Nunca existirá un consenso pleno respecto a Lavapiés. Para algunos siempre será el barrio por excelencia de Madrid, donde se juntan todas las virtudes en materia cultural, social y gastronómica de la capital. Para otros, será considerado eternamente como un barrio donde la delincuencia y la pobreza campan a sus anchas. El cineasta Ramón Luque prefiere centrarse en lo primero. Así, para abrir su última película Historias de Lavapiés, utiliza planos de lugares del barrio mientras suena una musiquilla lenta de fondo. La típica secuencia inicial que firmaría Woody Allen, vamos.
Cerca de presentarse como un documental (sobre todo en el aspecto formal), Historias de Lavapiés en realidad pretende efectuar una radiografía de la mencionada barriada a través de la ficción. El protagonista de la historia es Ernesto, un profesor que vuelve a ejercer tras haber tenido un conflicto con el padre de un alumno hace un año. Es un tipo algo intolerante, desconfiado y, según un amigo suyo, mantiene un estatus económico por encima de lo típico del barrio. A su alrededor van confluyendo varias historias de diferente carácter. ¿Los temas a tratar? Mendicidad, prostitución, delincuencia, educación y, englobando a todos ellos, la inmigración. Como telón de fondo, por supuesto, la crisis económica actual que se ha encargado de agravar todos esos problemas ya presentes desde hace un tiempo.

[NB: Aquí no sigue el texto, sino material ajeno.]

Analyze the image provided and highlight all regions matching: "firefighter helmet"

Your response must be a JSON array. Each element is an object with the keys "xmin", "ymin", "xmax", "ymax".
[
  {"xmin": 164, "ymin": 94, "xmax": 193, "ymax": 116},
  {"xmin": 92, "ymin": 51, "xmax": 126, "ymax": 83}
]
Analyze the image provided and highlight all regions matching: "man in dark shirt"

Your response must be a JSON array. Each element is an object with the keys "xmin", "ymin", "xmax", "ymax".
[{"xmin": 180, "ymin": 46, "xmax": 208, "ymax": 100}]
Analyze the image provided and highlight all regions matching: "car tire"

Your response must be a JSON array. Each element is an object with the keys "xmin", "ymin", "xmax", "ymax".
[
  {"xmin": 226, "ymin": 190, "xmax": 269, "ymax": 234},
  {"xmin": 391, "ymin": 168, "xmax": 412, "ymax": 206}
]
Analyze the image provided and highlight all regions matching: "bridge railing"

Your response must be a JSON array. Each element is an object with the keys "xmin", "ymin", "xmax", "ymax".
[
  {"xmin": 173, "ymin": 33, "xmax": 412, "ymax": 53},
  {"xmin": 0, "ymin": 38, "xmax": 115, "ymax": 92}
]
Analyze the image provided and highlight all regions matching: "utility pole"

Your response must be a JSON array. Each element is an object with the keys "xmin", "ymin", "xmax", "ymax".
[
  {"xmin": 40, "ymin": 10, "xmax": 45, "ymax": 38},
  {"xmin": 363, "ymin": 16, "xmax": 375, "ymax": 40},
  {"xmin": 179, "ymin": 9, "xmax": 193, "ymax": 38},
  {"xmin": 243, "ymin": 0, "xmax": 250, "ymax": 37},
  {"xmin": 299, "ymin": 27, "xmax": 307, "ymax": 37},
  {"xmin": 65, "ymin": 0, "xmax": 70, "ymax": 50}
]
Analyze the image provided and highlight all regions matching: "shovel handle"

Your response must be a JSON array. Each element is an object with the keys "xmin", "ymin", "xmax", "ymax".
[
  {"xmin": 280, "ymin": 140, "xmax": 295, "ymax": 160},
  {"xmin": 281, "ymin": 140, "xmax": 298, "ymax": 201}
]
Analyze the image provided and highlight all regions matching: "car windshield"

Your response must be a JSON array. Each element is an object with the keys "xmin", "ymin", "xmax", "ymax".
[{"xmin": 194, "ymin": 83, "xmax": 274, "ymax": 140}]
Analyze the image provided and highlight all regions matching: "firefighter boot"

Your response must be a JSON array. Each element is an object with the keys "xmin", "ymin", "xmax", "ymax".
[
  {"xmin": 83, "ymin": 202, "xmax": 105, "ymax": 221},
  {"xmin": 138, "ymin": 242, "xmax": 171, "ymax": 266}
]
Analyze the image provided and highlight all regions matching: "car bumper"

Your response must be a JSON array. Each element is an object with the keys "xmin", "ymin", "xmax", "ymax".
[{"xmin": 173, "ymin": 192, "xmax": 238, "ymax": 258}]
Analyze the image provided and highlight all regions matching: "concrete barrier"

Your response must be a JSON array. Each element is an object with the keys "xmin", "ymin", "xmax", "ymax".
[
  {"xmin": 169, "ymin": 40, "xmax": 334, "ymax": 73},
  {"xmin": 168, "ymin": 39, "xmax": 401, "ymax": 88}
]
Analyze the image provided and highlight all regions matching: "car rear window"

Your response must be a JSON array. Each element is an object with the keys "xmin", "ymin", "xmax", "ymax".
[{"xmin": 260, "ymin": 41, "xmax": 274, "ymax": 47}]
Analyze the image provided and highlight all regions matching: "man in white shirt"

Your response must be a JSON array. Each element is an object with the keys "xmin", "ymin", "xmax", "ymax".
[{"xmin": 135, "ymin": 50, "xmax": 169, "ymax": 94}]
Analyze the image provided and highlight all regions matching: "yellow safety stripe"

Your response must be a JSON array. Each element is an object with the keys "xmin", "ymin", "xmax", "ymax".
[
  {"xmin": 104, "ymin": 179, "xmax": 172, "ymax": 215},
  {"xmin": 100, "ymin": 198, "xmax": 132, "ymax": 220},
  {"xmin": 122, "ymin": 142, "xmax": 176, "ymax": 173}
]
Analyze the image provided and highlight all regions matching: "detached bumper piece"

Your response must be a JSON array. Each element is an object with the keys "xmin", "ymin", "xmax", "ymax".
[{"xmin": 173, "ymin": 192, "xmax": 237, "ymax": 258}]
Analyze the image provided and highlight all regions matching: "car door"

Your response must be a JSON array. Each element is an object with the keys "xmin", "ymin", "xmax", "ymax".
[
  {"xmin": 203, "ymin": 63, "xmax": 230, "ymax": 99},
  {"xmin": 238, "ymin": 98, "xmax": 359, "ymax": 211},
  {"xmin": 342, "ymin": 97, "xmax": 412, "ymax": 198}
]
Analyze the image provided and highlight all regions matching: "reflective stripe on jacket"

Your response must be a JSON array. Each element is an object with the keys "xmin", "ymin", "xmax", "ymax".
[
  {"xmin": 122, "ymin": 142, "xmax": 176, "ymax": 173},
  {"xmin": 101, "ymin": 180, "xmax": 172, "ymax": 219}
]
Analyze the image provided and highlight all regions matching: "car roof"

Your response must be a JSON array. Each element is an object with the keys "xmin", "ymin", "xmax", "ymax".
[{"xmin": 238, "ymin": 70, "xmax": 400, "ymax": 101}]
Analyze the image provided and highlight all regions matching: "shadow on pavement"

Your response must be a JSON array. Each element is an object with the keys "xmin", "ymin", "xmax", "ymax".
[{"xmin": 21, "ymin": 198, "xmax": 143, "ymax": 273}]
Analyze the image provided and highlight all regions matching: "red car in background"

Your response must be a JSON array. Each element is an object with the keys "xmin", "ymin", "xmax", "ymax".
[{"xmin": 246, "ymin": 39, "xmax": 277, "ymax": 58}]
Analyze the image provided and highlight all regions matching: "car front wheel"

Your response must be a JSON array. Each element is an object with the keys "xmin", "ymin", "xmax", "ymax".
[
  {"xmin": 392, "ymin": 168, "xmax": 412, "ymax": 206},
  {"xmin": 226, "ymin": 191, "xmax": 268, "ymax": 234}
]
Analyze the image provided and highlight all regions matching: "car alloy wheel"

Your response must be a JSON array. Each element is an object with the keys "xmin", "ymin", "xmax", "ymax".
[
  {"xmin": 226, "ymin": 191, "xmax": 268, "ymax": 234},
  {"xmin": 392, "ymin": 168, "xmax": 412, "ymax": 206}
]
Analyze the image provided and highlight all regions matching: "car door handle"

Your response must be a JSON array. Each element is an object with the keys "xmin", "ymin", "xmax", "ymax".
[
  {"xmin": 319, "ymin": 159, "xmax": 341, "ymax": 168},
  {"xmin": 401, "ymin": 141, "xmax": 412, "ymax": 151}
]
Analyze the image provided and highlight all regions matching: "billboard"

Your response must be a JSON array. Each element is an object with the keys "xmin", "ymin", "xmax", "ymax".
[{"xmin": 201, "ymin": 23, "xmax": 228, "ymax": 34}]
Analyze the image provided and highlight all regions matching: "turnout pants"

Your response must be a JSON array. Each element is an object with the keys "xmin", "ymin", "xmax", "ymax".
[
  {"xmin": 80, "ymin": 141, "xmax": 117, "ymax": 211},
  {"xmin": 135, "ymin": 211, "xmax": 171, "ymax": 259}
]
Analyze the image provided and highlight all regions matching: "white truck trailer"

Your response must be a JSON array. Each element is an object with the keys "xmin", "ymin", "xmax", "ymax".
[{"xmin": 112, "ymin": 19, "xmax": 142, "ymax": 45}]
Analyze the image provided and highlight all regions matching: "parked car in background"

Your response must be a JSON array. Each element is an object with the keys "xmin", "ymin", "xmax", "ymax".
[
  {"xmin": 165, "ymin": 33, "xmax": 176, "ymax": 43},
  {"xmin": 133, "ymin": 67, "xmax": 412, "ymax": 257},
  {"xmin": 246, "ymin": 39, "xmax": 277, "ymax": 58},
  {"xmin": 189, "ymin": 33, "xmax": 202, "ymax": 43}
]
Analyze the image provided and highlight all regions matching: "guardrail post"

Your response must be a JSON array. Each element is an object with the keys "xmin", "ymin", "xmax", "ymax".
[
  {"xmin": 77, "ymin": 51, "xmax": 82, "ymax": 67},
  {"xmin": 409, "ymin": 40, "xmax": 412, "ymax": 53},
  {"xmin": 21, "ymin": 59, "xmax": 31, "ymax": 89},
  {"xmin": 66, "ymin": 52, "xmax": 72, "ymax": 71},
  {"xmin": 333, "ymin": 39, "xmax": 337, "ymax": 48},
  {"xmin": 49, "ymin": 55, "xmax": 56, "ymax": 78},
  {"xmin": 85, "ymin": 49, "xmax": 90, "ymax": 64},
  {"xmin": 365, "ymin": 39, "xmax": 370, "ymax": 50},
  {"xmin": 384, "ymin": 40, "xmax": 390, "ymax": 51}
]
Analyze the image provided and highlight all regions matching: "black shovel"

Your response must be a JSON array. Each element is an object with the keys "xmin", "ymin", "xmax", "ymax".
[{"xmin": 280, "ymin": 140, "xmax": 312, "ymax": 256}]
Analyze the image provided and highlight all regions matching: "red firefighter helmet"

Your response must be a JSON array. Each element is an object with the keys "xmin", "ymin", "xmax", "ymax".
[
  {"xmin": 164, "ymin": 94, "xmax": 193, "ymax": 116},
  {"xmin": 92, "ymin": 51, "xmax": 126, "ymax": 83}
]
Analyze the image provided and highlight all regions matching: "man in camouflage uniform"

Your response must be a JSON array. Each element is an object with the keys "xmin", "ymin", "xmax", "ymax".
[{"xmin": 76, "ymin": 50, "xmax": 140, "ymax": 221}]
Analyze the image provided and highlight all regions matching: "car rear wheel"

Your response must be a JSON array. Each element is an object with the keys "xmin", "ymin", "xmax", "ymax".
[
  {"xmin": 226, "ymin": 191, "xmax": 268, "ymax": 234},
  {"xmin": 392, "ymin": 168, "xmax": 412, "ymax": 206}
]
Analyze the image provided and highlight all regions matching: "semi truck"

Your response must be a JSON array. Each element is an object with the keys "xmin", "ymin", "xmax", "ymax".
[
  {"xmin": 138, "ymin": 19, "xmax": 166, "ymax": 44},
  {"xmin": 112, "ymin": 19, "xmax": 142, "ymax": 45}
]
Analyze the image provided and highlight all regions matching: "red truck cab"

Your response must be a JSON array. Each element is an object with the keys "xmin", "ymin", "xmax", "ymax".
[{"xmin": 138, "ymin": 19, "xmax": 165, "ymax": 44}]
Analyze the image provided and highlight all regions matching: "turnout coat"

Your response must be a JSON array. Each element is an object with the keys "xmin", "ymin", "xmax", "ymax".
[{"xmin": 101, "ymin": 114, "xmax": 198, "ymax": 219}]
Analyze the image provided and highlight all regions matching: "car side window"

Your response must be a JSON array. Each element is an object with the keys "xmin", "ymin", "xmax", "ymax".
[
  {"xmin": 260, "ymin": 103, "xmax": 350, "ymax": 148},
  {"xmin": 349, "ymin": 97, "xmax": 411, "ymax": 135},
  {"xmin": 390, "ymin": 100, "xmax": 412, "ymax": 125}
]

En definitiva, es la típica película de historias cruzadas en la que sólo Guillermo Toledo en el papel de Ernesto ostenta la categoría de protagonista. Le acompaña un reparto coral en el que unos actores están más atinados y a otros se les nota que esta profesión no es lo suyo, escoltados por alguna brevísima aparición que casi podríamos considerar como un cameo (el tan de moda Javier Gutiérrez, por ejemplo). Hay que destacar que, pese a lo serio de la temática, Luque procura mantener siempre un tono ligeramente cómico a la hora de desarrollar el argumento. De esta forma, la cinta termina siendo una mezcla de comedia y drama apta para todo tipo de espectadores, pero que en ciertas cuestiones echa en falta algo más de profundidad. Para ser exactos, la historia de la prostituta está un poco cogida con pinzas, tanto por sus continuos cambios de sentido como por alejar a la película de su verdadera esencia. También desluce un poco al resultado final la trama de la sirvienta, en la que se dan demasiadas vueltas para al final no avanzar demasiado. Algo parecido sucede con lo del mendigo, pero en esta ocasión sí existe un cierre a la altura.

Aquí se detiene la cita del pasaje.